This from a letter Columbus wrote to a friend in 1500:

"A hundred castellanoes (a Spanish coin of the period) are as easily  
obtained for a woman as for a farm, and it is very general and there  
are plenty of dealers (slave traders) who go about looking for girls;  
those from nine and ten [emphasis added - SAS] are now in demand."

Columbus letter quoted in Eric Williams' Documents of West Indian  
History (port-of-Spain, Trinidad: PNM 1963), and Peter Martyr, De  
Orbe Novo (1516).

  Also take a look at the surviving journal of Miguel Cuneo, who was  
part of Columbus' crew:

"When our ships... were to leave for Spain, we gathered...one  
thousand six hundred male and female persons of those Indians, and of  
these we embarked in our ships on February 17, 1495."

He goes on to describe how he selected one particular young girl as  
his sex slave, and when he tried to have sex with her "she resisted  
with all her strength" so, as he unashamedly describes it, he  
"thrashed her mercilessly and raped her."

Thus began what became for Columbus, and later his brother  
Bartholomew, a lucrative trade which helped to make them rich.

As to the mass suicides see the letter Pedro de Cordoba wrote King  
Ferdinand in 1517:

"As a result of the sufferings and hard labor they endured, the  
Indians choose and have chosen suicide.  Occasionally, a hundred have  
commmitted mass suicide.  The women, exhausted by labor, have shunned  
conception and childbirth... Many, when pregnant, have taken  
something to abort and have aborted.  Others after delivery have  
killed their children with their own hands, so as not to leave them  
in such oppressive slavery."

Hope this is helpful.  Frankly, when I learned all this from digging  
into old archives back in the early 80s, I was appalled that it was  
so little known, particularly to people who teach history to school  
kids.  I went to dinner one night with Roger Smith, now the director  
of marine archaeology for Florida, then at Texas A&M's Institute for  
Marine Archaeology, and was going on about this and he said to me,  
"You think that's something.  Would it surprise you to know that  
Columbus left diaries which haver never been published, or even made  
available to scholars, because the family knows this is all in there,  
and doesn't want Columbus' legend disturbed?"  Just reading this  
note, which I wrote in my day book so many years ago, rekindles my  
sense of outrage about this whole thing.

One final gloss:  The story that the Arawak/Taino were cannibals, was  
almost certainly started by the Spanish to justify what they had  
done, and so there would be no sympathy for the Amerinds.

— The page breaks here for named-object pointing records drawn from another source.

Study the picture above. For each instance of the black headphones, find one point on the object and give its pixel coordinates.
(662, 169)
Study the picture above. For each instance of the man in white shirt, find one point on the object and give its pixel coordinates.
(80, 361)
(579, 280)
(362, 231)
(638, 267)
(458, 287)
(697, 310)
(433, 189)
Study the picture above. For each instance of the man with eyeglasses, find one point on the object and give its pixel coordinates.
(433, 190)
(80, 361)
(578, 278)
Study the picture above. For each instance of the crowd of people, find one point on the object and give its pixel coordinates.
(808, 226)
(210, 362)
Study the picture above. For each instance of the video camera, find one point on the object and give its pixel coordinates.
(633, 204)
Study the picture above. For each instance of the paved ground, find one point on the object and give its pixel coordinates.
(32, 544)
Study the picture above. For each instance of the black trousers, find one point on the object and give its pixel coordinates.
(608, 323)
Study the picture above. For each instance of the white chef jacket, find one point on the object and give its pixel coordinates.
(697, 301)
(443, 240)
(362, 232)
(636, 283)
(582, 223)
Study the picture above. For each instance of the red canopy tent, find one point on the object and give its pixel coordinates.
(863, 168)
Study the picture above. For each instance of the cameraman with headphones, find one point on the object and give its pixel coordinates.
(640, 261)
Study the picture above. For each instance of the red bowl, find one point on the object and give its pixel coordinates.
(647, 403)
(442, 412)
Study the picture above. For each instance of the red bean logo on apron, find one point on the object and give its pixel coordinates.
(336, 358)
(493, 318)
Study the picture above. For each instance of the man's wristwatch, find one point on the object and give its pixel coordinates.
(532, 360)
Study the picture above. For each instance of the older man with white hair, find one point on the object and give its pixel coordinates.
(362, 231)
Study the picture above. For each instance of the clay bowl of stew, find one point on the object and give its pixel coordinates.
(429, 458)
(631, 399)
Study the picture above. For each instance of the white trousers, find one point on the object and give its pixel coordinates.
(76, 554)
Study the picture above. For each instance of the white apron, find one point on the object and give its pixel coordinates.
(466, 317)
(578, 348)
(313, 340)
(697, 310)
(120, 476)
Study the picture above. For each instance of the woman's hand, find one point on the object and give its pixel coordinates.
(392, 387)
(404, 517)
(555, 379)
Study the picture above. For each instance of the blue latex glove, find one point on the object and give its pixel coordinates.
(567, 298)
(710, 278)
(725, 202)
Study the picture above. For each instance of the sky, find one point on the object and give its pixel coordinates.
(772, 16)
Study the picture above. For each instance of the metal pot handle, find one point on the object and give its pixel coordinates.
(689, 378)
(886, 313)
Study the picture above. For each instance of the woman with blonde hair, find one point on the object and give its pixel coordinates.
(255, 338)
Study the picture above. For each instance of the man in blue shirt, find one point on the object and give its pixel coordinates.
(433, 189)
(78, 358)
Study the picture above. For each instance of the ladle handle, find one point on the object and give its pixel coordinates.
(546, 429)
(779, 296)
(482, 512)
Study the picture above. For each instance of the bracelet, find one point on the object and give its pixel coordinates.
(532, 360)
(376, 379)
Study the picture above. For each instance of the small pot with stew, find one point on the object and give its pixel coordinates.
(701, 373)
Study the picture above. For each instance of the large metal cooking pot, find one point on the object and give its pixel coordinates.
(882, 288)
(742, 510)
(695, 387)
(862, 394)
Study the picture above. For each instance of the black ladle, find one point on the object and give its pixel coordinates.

The whole  
history of this epoch is really quite disgusting.

-- Stephan

On 15 Jun 2007, at 12:11, Paul Heinegg wrote:

> Hi Neil. The quote was from Stephan A. Schwartz's earlier post. I  
> cannot vouch for its veracity. But I have read enough about  
> Columbus from various sources to believe he played a significant  
> role in eliminating the South American Indian population and was  
> not someone we should be teaching our children to emulate.